Lunch will begin at 11:45am
ABSTRACT:
Anomalies in gene expression can serve as important diagnostic signals in cases of undiagnosed genetic disease. In the case of allelic imbalance in expression, existing methods either fail to make use of all available information, or utilize heuristics that result in unwanted biases or lack of statistical power. In this work we develop novel approaches to integrating short-read RNA sequencing data across multiple heterozygous sites while accounting for uncertainty in phasing, in a principled, probabilistic manner, and show that this results in higher quantification accuracy for allele-specific expression in endogenous genes. We also consider the case of mutations tested out-of-genome in massively parallel reporter assays, and show that a similar modeling approach allows detection of regulatory effects at lower allele frequencies than previously possible. Finally, we show that data from these assays can be used to build predictive models to impute regulatory effects of untested variants, based on local sequence alone.
BIO:
Dr. Majoros is an Assistant Professor in the Department of Biostatistics and Bioinformatics at Duke. He graduated magna cum laude from Penn State in 1994, earning a bachelor's degree in Computer Science, and in 2017 completed a PhD in Computational Biology and Bioinformatics in the CBB program at Duke.

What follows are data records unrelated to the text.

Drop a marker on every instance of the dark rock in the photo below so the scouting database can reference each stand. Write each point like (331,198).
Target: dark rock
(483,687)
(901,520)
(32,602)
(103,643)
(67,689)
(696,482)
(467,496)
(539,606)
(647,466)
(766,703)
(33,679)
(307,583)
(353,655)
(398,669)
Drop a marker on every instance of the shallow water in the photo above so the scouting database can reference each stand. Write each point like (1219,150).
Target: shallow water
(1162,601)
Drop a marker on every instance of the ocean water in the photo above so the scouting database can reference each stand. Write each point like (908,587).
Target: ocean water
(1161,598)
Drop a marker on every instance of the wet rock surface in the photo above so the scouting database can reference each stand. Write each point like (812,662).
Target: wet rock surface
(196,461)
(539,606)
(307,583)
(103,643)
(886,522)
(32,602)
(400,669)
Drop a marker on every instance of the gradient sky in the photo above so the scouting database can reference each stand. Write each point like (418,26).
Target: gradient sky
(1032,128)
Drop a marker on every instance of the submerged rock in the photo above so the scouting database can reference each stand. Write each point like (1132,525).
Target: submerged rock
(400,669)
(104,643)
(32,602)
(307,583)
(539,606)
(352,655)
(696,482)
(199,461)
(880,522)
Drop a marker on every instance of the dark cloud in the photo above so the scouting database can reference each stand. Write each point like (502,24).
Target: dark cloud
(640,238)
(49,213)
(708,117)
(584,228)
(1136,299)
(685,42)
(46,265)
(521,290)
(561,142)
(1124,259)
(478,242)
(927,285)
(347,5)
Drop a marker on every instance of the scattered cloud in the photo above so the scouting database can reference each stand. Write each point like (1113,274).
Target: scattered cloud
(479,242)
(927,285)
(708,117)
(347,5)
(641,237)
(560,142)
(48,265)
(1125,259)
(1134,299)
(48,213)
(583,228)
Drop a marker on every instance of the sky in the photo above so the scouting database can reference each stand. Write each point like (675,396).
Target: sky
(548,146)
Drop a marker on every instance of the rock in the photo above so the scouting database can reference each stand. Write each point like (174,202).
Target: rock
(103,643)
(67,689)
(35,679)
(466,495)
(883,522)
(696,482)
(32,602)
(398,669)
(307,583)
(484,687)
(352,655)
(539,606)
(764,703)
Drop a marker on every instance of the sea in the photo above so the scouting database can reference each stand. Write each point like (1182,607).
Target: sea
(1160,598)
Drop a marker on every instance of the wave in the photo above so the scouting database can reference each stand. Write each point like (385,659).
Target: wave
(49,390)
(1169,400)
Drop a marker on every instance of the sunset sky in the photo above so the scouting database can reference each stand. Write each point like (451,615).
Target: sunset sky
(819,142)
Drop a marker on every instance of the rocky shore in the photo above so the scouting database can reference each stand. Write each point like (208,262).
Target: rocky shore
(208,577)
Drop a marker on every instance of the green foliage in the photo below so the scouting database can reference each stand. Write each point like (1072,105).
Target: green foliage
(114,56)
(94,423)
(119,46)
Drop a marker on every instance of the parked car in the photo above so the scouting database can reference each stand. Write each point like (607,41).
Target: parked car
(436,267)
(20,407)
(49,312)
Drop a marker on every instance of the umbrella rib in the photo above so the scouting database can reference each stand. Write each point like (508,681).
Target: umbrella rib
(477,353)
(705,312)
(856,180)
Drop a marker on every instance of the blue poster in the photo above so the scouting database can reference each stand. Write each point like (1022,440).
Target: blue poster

He has been working as an applied researcher for over 25 years, in a range of areas including defense electronics, natural language processing, and genomics. In 2000 he contributed to the initial sequencing and annotation of the human genome at Celera Genomics. That work culminated in his seminal book on algorithms for gene structure prediction, which was published by Cambridge University Press in 2007.
He has been at Duke continuously for over 20 years, initially as staff, then as PhD student, then postdoc, and now as faculty. During that time, he has focused on developing novel computational methods for use in understanding genetic mechanisms in gene regulation.